If God can change, then that raises a number of further problems for how he is usually conceived. For instance, change would entail that he is a temporal being, not a timeless one. The more the apologist tries to accomodate to arguments, the more their god is diminished. Now he is just some kinda powerful guy who can do lots of stuff, but is constrained by time just like the rest of us.

2 Likes

^^^^This.

Or in the case of IDcreationism, he’s a tinkerer who rarely invents new stuff. He is incapable of designing split proteins, which humans do without much exertion and are out of reach of known evolutionary mechanisms.

So he’s not even that powerful. Why do people want to diminish God so?

3 Likes

Oh, there’s far more going for premises like the causal principle / principle of sufficient reason than mere observation. If you’re curious, Pruss’s article on the LCA (linked in my earlier post) details some of that; here’s another good article on the subject, as well as a blog post discussing it (which mentions as well a couple further arguments for such premises, which are expanded upon elsewhere).

Nevertheless, I agree that there is some support in observation and intuition behind the idea that causing a change involves some kind of change in the cause itself. I myself lean towards the view that God is not immutable in the strictest sense, in part for that reason.

Isn’t this vastly overstating the theological problem? If there is a necessarily existing being with maximal power, complete knowledge, and moral perfection, who created everything else in existence - it would be a pretty shallow atheism to complain that he wasn’t God because he had the kind of mutability entailed by being able to be the cause of other things.

2 Likes

Well, OK, if someone wants to change their conception of God so that a favourite argument can work, who am I to argue? To me, however, it strengthens my conviction that he is just a fictitious being imbued with whatever properties his believers want him to have.

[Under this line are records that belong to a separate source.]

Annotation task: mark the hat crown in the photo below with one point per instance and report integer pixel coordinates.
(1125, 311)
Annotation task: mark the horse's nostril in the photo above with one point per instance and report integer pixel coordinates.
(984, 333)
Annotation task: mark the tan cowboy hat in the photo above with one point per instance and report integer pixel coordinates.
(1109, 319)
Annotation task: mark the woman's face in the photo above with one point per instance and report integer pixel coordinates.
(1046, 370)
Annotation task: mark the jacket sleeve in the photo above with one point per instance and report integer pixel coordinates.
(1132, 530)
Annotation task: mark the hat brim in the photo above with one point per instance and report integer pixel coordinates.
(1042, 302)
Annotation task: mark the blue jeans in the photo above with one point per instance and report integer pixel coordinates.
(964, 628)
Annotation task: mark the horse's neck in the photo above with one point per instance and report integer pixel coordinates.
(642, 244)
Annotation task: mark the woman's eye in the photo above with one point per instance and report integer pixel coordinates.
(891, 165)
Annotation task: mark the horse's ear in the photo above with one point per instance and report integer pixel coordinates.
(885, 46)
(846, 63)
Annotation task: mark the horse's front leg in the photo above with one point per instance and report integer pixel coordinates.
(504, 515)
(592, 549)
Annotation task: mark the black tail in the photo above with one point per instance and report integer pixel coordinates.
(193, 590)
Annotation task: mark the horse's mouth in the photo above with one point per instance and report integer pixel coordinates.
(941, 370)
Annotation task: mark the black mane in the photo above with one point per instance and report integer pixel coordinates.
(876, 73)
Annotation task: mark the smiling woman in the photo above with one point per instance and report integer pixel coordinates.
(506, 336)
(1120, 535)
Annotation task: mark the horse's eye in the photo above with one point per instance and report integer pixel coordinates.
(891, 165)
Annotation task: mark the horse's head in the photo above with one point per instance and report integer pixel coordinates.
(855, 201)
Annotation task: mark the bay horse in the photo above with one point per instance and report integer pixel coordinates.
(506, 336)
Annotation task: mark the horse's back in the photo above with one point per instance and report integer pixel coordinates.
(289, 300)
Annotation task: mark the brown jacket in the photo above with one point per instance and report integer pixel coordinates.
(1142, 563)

Sure, if we already knew a being existed with all those properties. But the post to which I was responding was on which treated first cause as a standalone argument. That is a problem, however, with such arguments. People tend to think by demonstrating a being likely exists with one of the attributes of their god, they have demonstrated that he has all the other attributes they also ascribe to him. No, sorry, they still have to do all that heavy lifting as well.

1 Like

The predominant conception of God as timeless - at least in the Western tradition - originated from philosophical arguments, not religious dogma, nor because believers decided they felt like timelessness was a good fit for divinity. Updating your conception of God because you find one philosophical argument overturns another isn’t capricious or wishful thinking. It’s merely an instance of adjusting your beliefs in accordance with the reasons you see for holding them.

No one that I can see is disputing that here. I was responding to your exaggerated assertion that postulating temporality rather than timelessness diminishes one’s conception of God. I take it you concede that it actually doesn’t.